Is it the same for you ?
Thanks !
Similar experience though not exactly the same. Disappointing the new kernel didn’t fix it for you.
The key error is this (from journalctl):
amdgpu: MES failed to respond to msg=MISC (WAIT_REG_MEM)
amdgpu: failed to reg_write_reg_wait
workqueue: amdgpu_tlb_fence_work [amdgpu] hogged CPU for >13333us
The behavior I experience is: I’ll notice the mouse sort of stutter – kind of move, but not well. This is the immediate signal that the system is being overwhelmed. Occasionally, if I immediately stop interacting soon enough and let it sit for ~30 seconds, it will recover. But usually, it still fails. Pressing a key gives no response. After a few seconds, the mouse freezes and I know it’s dead.
This thread has kind of become the lead on this issue. Note that the latest post (as of now) reports success after moving to 7.0 kernel.
I have not tried this but will if my kernel update doesn’t fix it. I’ll know tomorrow after being in the office for a few hours.
I’ll wait for your test, but I’m getting to think we’re not facing the same issue (though I’ve had a problem where the stuttered like you describe, with 100% CPU workload for no apparent reason).
@Trenien a warm welcome to our forum and thanks for sharing your observations. Have you been able to arrive at a solution for this or have you had to choose a completely different environment?
I’ll be using it all day tomorrow and, given recent history, it should definitely manifest after a few hours of regular office work. I will report back at end of the work day what I find.
In the meantime, you should share what errors you are seeing. They should be pretty obvious at the bottom of the journal created in the session that freezes – visible via journalctl -b -1 after you restart following the forced shutdown. If you aren’t sure about the specific errors, you can share the entire log via journalctl -b -1 --no-pager | nc termbin.com 9999 and share the link.
I have marked my post on the 6.19.14 kernel as the solution. I went all day without a single error related to MES. I’ll report back later if there are any changes in status.

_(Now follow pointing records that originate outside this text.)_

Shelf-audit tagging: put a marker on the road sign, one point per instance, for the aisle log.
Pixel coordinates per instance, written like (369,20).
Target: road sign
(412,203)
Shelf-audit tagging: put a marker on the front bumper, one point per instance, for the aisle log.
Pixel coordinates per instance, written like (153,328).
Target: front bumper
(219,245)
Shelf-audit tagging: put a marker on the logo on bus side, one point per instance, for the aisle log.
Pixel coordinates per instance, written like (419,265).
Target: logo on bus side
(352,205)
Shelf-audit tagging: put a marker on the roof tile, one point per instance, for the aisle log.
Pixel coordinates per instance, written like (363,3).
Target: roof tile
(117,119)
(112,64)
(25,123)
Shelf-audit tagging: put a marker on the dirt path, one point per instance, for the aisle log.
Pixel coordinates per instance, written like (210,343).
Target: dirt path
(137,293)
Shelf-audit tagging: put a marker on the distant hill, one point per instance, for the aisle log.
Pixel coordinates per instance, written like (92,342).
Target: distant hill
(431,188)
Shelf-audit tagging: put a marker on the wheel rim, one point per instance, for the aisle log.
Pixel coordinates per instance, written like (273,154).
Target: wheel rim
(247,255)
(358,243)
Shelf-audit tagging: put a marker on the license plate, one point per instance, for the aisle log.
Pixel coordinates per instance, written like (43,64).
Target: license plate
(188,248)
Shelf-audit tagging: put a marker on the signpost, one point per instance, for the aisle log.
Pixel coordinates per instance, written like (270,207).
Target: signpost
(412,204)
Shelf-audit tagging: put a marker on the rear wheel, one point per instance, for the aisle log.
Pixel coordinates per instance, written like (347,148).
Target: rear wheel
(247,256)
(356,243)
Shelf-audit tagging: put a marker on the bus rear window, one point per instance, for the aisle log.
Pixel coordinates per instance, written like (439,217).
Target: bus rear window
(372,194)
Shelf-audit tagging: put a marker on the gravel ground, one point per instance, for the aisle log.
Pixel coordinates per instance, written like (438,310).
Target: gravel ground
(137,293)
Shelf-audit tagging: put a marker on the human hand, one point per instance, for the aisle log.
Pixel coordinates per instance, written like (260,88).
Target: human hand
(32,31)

But going all day with no sign of the issue is pretty good confirmation.
As a plus, it even eliminated a couple other small issues I’d been dealing with.
However, be aware this will likely move your system out of normal lanes for updates until this or a later kernel comes along. I’m willing to deal with that to make my system workable. And I’m willing to offer some guidance to others if someone has the same issue
I’ve had one freeze since updating the kernel, so it’s significantly better than before. Not perfect though.
I had a bug getting the journal. I’ll do it next time it freezes
Thanks
UPDATE: Kernel 6.19.14 is EOL as of 22 April 26 and the next stable is 7.0.x. My plan is to continue with 6.19.14 for a solid ten full days* of office use. If I reach that without any sign of the issue returning, I will then move to the 7.0.x kernel (next stable release). Given history (and that Linux Mint is revisiting their release strategy), I expect this will happen long before 7.0.x shows up in Linux Mint 23. But doing so will put me in line to receive 23 when it arrives.
*Ten days may be seem excessive but given how this issue appeared and then gradually increased in frequency, I just want to ensure I’ve allowed adequate time to feel confident it is fixed.
UPDATE: Ubuntu now has 7.0 in the HWE channel and it became available for Linux Mint. I have moved to it and will test it for a solid seven days of office work to confirm. But, based upon three solid days working with 6.19.14 and having zero errors, my confidence is at 90%.